Proliferasi Nuklir AUKUS Sangat Berbahaya

2022-09-19 10:37:08  


 Badan Tenaga Atom Internasional (IAEA) secara khusus membahas kerja sama AS-Inggris–Australia yakni AUKUS dalam pembuatan kapal tenaga nuklir. Pertemuan tersebut merupakan diskusi keempat IAEA dalam format konsensus bulat. Dalam pertemuan tersebut Tiongkok membeberkan ‘tujuh masalah besar’ AUKUS dalam kerja sama pembuatan kapal nuklir, dan dengan bukti kuat memaparkan kejahatannya dalam melakukan proliferasi nuklir. Upaya Tiongkok tersebut telah menggagalkan intrik AUKUS yang bersekongkol untuk memaksakan  ‘penerimaan baik kontrak AUKUS dalam pertemuan IAEA’ , dan mendapat dukungan merata dari negara-negara anggota IAEA.

Sebagai informasi, AS, Inggris dan Australia adalah negara penandatangan Perjanjian Nonproliferasi Senjata Nuklir (NPT), seharusnya melaksanakan kewajibannya dalam pencegahan proliferasi nuklir, dan harus memperoleh mandat negara-negara anggota IAEA sebelum terlibat dalam kerja sama kapal nuklir. Walaupun dikecam dan ditentang oleh masyarakat internasional, namun ketiga negara tersebut tetap bersikap nekat dan secara paksa untuk melanjutkan kerja samanya. Dari ‘tujuh masalah’ yang dibeberkan oleh wakil Tiongkok dalam diskusi khusus IAEA terungkaplah hakikat jahat AUKUS dalam melakukan proliferasi senjata nuklir.

Secara keseluruhan tujuh masalah itu dapat dibagi dalam dua kategori, yakni pertama mengaburkan opini umum untuk menutup-nutupi dosanya dalam melakukan proliferasi nuklir; kedua adalah melakukan penyanderaan politik , yakni membujuk Sekretariat IAEA beserta Sekjen IAEA untuk melakukan ‘pencucian’ atau pengelabuan terhadap kejahatannya.

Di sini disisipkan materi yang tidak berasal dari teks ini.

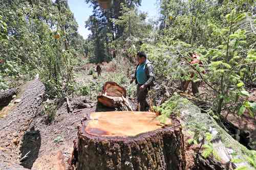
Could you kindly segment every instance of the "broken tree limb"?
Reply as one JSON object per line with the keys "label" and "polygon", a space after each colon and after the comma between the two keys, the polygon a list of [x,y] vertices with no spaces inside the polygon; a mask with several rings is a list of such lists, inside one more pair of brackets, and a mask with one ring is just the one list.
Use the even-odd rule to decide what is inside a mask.
{"label": "broken tree limb", "polygon": [[12,100],[12,96],[17,93],[17,89],[13,88],[0,92],[0,106],[7,106]]}
{"label": "broken tree limb", "polygon": [[[176,123],[163,126],[152,112],[91,114],[78,128],[76,169],[184,169],[184,141]],[[177,123],[177,124],[178,123]]]}
{"label": "broken tree limb", "polygon": [[[37,79],[28,83],[20,94],[20,102],[7,115],[0,119],[0,162],[19,163],[20,148],[25,132],[38,114],[38,110],[45,93],[45,85]],[[22,157],[24,156],[22,155]]]}

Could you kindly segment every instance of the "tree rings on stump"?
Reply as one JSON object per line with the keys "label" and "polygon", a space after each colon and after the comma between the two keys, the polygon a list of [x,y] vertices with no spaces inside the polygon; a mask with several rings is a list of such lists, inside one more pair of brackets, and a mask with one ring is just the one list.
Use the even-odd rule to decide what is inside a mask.
{"label": "tree rings on stump", "polygon": [[181,128],[168,124],[152,112],[91,114],[78,129],[77,169],[184,169]]}

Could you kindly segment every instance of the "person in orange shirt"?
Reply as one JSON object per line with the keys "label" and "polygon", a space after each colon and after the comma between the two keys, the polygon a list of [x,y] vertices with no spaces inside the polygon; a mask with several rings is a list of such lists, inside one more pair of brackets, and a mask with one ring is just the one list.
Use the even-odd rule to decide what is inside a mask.
{"label": "person in orange shirt", "polygon": [[[196,54],[195,53],[193,53],[189,54],[189,55],[190,55],[191,58],[191,61],[189,62],[189,64],[190,64],[191,65],[198,64],[200,66],[203,66],[203,63],[202,62],[202,61],[201,61],[201,60],[199,60],[199,56],[197,54]],[[194,77],[195,71],[196,71],[193,68],[193,70],[191,71],[189,71],[190,74],[190,80],[182,82],[181,86],[182,91],[185,91],[187,89],[187,87],[188,87],[188,85],[189,84],[190,82],[191,81],[192,92],[193,93],[193,94],[194,95],[196,95],[196,94],[198,93],[199,92],[198,87],[199,87],[201,82],[200,81],[195,82],[193,81],[191,81],[191,79],[192,79],[192,78],[193,78]],[[203,72],[203,74],[205,74],[204,71]]]}

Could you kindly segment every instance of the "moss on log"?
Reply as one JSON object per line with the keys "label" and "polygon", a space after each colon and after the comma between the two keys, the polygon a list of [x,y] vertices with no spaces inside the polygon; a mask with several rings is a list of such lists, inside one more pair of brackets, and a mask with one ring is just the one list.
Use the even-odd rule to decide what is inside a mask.
{"label": "moss on log", "polygon": [[24,145],[23,138],[25,132],[31,128],[30,124],[38,114],[45,92],[45,87],[39,80],[29,82],[21,94],[20,102],[5,117],[0,118],[0,148],[2,149],[0,162],[19,164],[20,157],[26,154],[20,150]]}

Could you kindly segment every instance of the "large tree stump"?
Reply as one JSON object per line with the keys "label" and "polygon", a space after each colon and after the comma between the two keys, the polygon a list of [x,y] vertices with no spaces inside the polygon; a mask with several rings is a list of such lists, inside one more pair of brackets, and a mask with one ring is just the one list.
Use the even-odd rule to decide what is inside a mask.
{"label": "large tree stump", "polygon": [[[6,161],[19,164],[19,159],[28,154],[22,152],[25,151],[24,148],[26,145],[26,143],[23,143],[23,138],[25,132],[28,134],[29,132],[34,132],[30,124],[38,114],[37,110],[42,102],[45,87],[38,79],[25,86],[20,102],[5,117],[0,118],[0,163]],[[28,131],[30,131],[27,132]],[[39,137],[37,139],[40,140]],[[31,152],[27,155],[28,158],[32,154],[38,154],[34,147],[30,149]]]}
{"label": "large tree stump", "polygon": [[104,85],[102,91],[97,99],[98,102],[108,107],[132,111],[133,109],[126,96],[126,91],[124,88],[116,83],[108,82]]}
{"label": "large tree stump", "polygon": [[0,92],[0,106],[6,106],[12,100],[12,96],[16,94],[17,88],[13,88]]}
{"label": "large tree stump", "polygon": [[141,112],[98,112],[90,118],[78,129],[78,170],[184,169],[178,123],[163,126],[153,113]]}

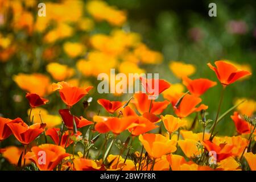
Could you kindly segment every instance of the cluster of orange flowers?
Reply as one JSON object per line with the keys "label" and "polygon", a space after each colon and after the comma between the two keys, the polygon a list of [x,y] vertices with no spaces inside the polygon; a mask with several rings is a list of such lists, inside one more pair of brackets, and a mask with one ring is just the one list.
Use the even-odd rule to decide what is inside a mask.
{"label": "cluster of orange flowers", "polygon": [[[216,61],[215,64],[216,67],[210,64],[208,66],[216,73],[224,90],[236,81],[251,75],[248,71],[237,69],[223,61]],[[141,80],[142,86],[148,90],[147,83],[152,80],[143,78]],[[163,80],[159,80],[158,82],[159,94],[172,89],[171,84]],[[209,121],[205,118],[208,106],[204,104],[197,106],[202,101],[199,97],[217,83],[206,78],[192,80],[187,77],[183,77],[183,82],[187,92],[176,93],[163,101],[148,100],[150,93],[147,92],[135,93],[133,98],[125,102],[100,99],[98,103],[110,115],[95,115],[93,121],[71,113],[71,108],[88,94],[92,86],[83,88],[66,82],[53,83],[53,90],[59,92],[67,106],[67,109],[59,110],[63,123],[61,128],[45,130],[47,126],[43,119],[40,123],[33,123],[31,112],[27,122],[19,118],[1,118],[0,140],[13,134],[24,146],[23,151],[16,148],[14,151],[14,147],[10,147],[1,149],[1,152],[4,157],[10,159],[11,163],[20,167],[32,162],[36,165],[35,169],[40,170],[241,170],[244,158],[250,169],[256,170],[256,155],[249,151],[253,135],[256,134],[255,119],[245,118],[235,111],[231,117],[238,135],[221,137],[216,136],[214,131],[218,121],[217,116],[209,131],[211,133],[205,132]],[[30,111],[48,102],[36,93],[27,93],[26,97]],[[221,101],[222,98],[220,105]],[[170,104],[176,117],[161,115]],[[195,112],[199,112],[202,116],[202,133],[193,133],[185,130],[187,123],[184,118]],[[150,133],[162,123],[167,133]],[[78,131],[88,125],[90,126],[85,135]],[[118,143],[118,136],[126,130],[129,135],[123,143],[118,145],[119,155],[110,154],[113,144]],[[93,156],[90,152],[92,146],[101,135],[104,135],[104,142],[98,149],[97,156]],[[39,142],[39,138],[43,135],[46,143],[37,146],[33,142],[35,140]],[[46,136],[51,138],[52,142],[49,143],[54,144],[49,144]],[[142,144],[142,150],[132,152],[133,141],[137,138]],[[84,144],[84,149],[75,154],[78,142]],[[69,146],[73,146],[73,154],[65,150]],[[184,156],[176,154],[177,147],[182,150]],[[18,159],[14,160],[13,154],[10,154],[11,151],[16,156],[19,155]],[[46,154],[45,162],[43,163],[40,155],[42,151]],[[213,151],[215,152],[213,157],[210,155]],[[99,158],[100,156],[102,158]]]}
{"label": "cluster of orange flowers", "polygon": [[[146,73],[140,65],[159,64],[163,56],[129,30],[125,11],[104,1],[47,1],[45,17],[37,16],[37,5],[36,0],[0,0],[0,28],[8,30],[0,33],[0,61],[7,64],[14,57],[31,66],[30,73],[13,77],[27,92],[27,119],[0,117],[0,143],[13,135],[22,147],[0,148],[1,157],[24,170],[256,170],[256,155],[251,152],[256,140],[255,101],[238,99],[219,116],[225,99],[222,94],[216,117],[209,125],[208,107],[200,97],[217,82],[191,79],[196,72],[192,64],[170,63],[170,69],[182,84],[159,80],[163,101],[148,99],[155,93],[150,92],[148,82],[154,80],[141,77],[147,93],[135,93],[125,101],[97,100],[109,114],[93,113],[89,121],[72,113],[75,105],[95,92],[90,85],[98,74],[109,74],[111,68],[127,75]],[[95,30],[102,22],[110,26],[109,34]],[[77,35],[82,35],[77,39]],[[208,66],[223,91],[251,75],[247,65],[228,60],[215,64]],[[38,73],[39,67],[47,73]],[[55,105],[59,114],[53,114],[41,106],[55,104],[48,96],[56,92],[66,107]],[[15,102],[23,97],[16,96]],[[89,102],[83,103],[85,107]],[[172,111],[164,115],[168,106]],[[219,136],[217,125],[235,109],[231,118],[237,135]],[[196,118],[191,123],[192,113]],[[201,125],[200,133],[192,131],[195,123]],[[123,135],[127,139],[120,137]],[[137,151],[138,144],[141,148]],[[115,146],[118,154],[114,152]]]}

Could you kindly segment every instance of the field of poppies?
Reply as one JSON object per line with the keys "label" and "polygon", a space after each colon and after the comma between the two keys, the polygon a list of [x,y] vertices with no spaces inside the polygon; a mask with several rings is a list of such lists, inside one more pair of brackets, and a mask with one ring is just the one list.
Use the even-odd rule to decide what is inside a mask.
{"label": "field of poppies", "polygon": [[0,0],[0,171],[256,171],[254,2],[185,1]]}

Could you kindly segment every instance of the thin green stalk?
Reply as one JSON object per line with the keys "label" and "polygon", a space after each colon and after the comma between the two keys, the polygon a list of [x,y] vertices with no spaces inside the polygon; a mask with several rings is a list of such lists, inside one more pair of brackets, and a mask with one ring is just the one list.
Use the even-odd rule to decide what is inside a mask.
{"label": "thin green stalk", "polygon": [[142,154],[143,152],[143,150],[144,150],[144,146],[142,145],[142,147],[141,148],[141,154],[139,155],[139,168],[138,168],[139,171],[140,170],[141,166],[141,162],[142,161]]}
{"label": "thin green stalk", "polygon": [[23,160],[23,167],[25,167],[25,164],[26,164],[26,158],[25,158],[25,155],[26,153],[27,152],[27,145],[24,144],[24,160]]}
{"label": "thin green stalk", "polygon": [[28,116],[28,123],[29,124],[31,124],[31,121],[31,121],[30,118],[31,117],[31,113],[32,113],[32,109],[33,109],[32,107],[30,107],[30,115]]}
{"label": "thin green stalk", "polygon": [[[133,136],[131,136],[131,135],[130,137],[131,137],[131,143],[130,144],[130,146],[131,147],[131,146],[133,144]],[[127,152],[126,156],[125,156],[125,162],[123,162],[124,164],[125,164],[125,162],[126,162],[127,158],[128,158],[128,155],[129,154],[130,151],[131,150],[131,147],[129,147],[129,148],[128,149],[128,151]]]}
{"label": "thin green stalk", "polygon": [[152,164],[152,167],[151,167],[151,171],[154,171],[154,167],[155,166],[155,158],[154,158],[154,159],[153,159],[153,164]]}
{"label": "thin green stalk", "polygon": [[210,140],[211,140],[213,139],[213,138],[212,138],[212,136],[213,135],[213,132],[214,131],[215,127],[216,126],[216,124],[217,124],[217,121],[218,120],[218,114],[220,113],[221,104],[222,104],[222,101],[223,101],[223,96],[224,95],[225,88],[225,86],[223,86],[222,89],[221,90],[221,97],[220,99],[220,102],[218,104],[218,111],[217,112],[216,118],[215,118],[214,123],[213,124],[213,127],[212,129],[212,133],[210,133]]}
{"label": "thin green stalk", "polygon": [[151,107],[152,107],[152,103],[153,102],[153,100],[150,100],[150,108],[148,109],[148,113],[150,113],[150,110],[151,110]]}

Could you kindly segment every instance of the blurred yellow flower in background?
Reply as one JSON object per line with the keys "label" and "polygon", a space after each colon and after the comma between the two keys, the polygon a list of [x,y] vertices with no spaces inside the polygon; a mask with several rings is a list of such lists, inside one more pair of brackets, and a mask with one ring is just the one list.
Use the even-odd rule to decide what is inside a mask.
{"label": "blurred yellow flower in background", "polygon": [[254,100],[240,98],[236,100],[234,105],[238,104],[243,100],[246,100],[246,101],[240,105],[237,109],[241,114],[251,117],[256,110],[256,102]]}
{"label": "blurred yellow flower in background", "polygon": [[[3,156],[6,158],[11,164],[18,166],[19,159],[22,152],[24,152],[23,147],[18,147],[14,146],[8,146],[5,148],[5,151],[3,153]],[[24,155],[22,156],[22,164],[24,160]],[[31,163],[31,161],[26,160],[26,165]]]}
{"label": "blurred yellow flower in background", "polygon": [[85,51],[85,47],[80,43],[68,42],[63,45],[65,52],[71,58],[82,55]]}
{"label": "blurred yellow flower in background", "polygon": [[48,64],[46,66],[46,70],[57,81],[64,81],[66,78],[72,77],[75,73],[74,69],[57,63]]}
{"label": "blurred yellow flower in background", "polygon": [[103,1],[90,1],[86,4],[88,13],[98,21],[106,20],[114,26],[122,26],[126,21],[126,14]]}
{"label": "blurred yellow flower in background", "polygon": [[176,96],[180,94],[185,90],[185,87],[181,84],[177,83],[171,85],[171,86],[162,92],[163,97],[165,99],[172,101]]}
{"label": "blurred yellow flower in background", "polygon": [[71,36],[73,34],[73,28],[67,23],[60,23],[57,27],[49,31],[44,37],[47,43],[53,43],[59,39]]}
{"label": "blurred yellow flower in background", "polygon": [[88,18],[81,18],[77,22],[78,28],[83,31],[91,31],[94,27],[93,21]]}
{"label": "blurred yellow flower in background", "polygon": [[[30,109],[27,111],[27,114],[29,115]],[[34,123],[41,123],[42,120],[44,123],[46,124],[46,127],[52,128],[61,123],[61,118],[59,115],[49,114],[48,111],[42,107],[36,107],[32,110],[31,118],[33,117]]]}
{"label": "blurred yellow flower in background", "polygon": [[250,166],[251,171],[256,171],[256,154],[252,152],[245,154],[245,158]]}
{"label": "blurred yellow flower in background", "polygon": [[135,48],[134,53],[144,64],[160,64],[163,59],[162,53],[150,49],[143,43],[139,44]]}
{"label": "blurred yellow flower in background", "polygon": [[114,56],[94,51],[88,53],[86,60],[81,59],[78,61],[76,66],[84,76],[97,77],[101,73],[110,75],[110,69],[115,68],[117,64],[117,60]]}
{"label": "blurred yellow flower in background", "polygon": [[19,73],[13,78],[22,89],[30,93],[36,93],[43,97],[51,92],[50,80],[44,75]]}
{"label": "blurred yellow flower in background", "polygon": [[169,68],[178,78],[189,77],[196,72],[196,67],[193,65],[180,61],[171,61]]}

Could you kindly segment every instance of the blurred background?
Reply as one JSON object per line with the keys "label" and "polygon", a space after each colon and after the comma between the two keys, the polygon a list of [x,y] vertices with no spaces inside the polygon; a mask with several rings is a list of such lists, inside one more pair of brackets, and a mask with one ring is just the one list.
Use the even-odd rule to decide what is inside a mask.
{"label": "blurred background", "polygon": [[[238,98],[255,98],[255,1],[43,1],[46,17],[38,15],[39,2],[0,0],[2,117],[27,119],[26,93],[38,92],[50,101],[41,111],[46,122],[58,126],[58,110],[65,105],[50,88],[52,82],[65,80],[94,86],[72,109],[92,119],[101,109],[98,98],[125,101],[131,96],[98,94],[98,73],[114,68],[127,74],[159,73],[171,84],[181,83],[170,70],[173,61],[195,67],[189,75],[192,79],[218,82],[207,63],[221,59],[253,73],[228,86],[221,113]],[[217,5],[217,17],[208,15],[211,2]],[[216,115],[221,87],[218,84],[201,97],[209,106],[209,118]],[[85,109],[82,102],[89,97],[93,101]],[[163,114],[171,113],[169,106]],[[107,114],[101,109],[101,114]],[[217,127],[220,135],[235,133],[229,116]],[[18,144],[13,140],[11,136],[2,144]]]}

Mari kita ulas dari kategori pertama. Dalam sidang diskusi ke-10 IAEA pada Agustus lalu, AS, Inggris dan Australia menyerahkan apa yang disebut ‘dokumen kerja sama dalam kerangka kemitraan AUKUS’. Naskah dokumen tersebut bersifat menutupi sifat proliferasi nuklir dengan konsep ‘reaktor propulsi angkatan laut’, maksudnya adalah secara ilegal mentransfer bahan nuklir tingkat senjata dalam wujud kemasan material yang tidak berbahaya untuk menyesatkan opini masyarakat internasional.

Dari masalah-masalah kategori kedua yang diajukan Tiongkok ternyata AUKUS telah secara tersendiri melakukan perundingan dengan Sekretariat IAEA tanpa kehadiran semua anggota lembaga tersebut. Hal itu dilakukannya untuk memaksakan ‘penerimaan baik kontrak AUKUS’ dengan membujuk Sekjen IAEA untuk mengajukan opsi penjaminan dan pengawasan yang bersifat pengecualian terhadap kerja sama kapal nuklir AUKUS, dan kemudian memaksakan penerimaan opsi tersebut dalam pertemuan Dewan Pengurus di mana pihaknya memiliki keunggulan mutlak jika dilakukan pemungutan suara. Sementara itu, ketiga negara masih membujuk Sekjen IAEA untuk merilis laporan berisi disinformasi untuk membela aksi proliferasi nuklir AUKUS.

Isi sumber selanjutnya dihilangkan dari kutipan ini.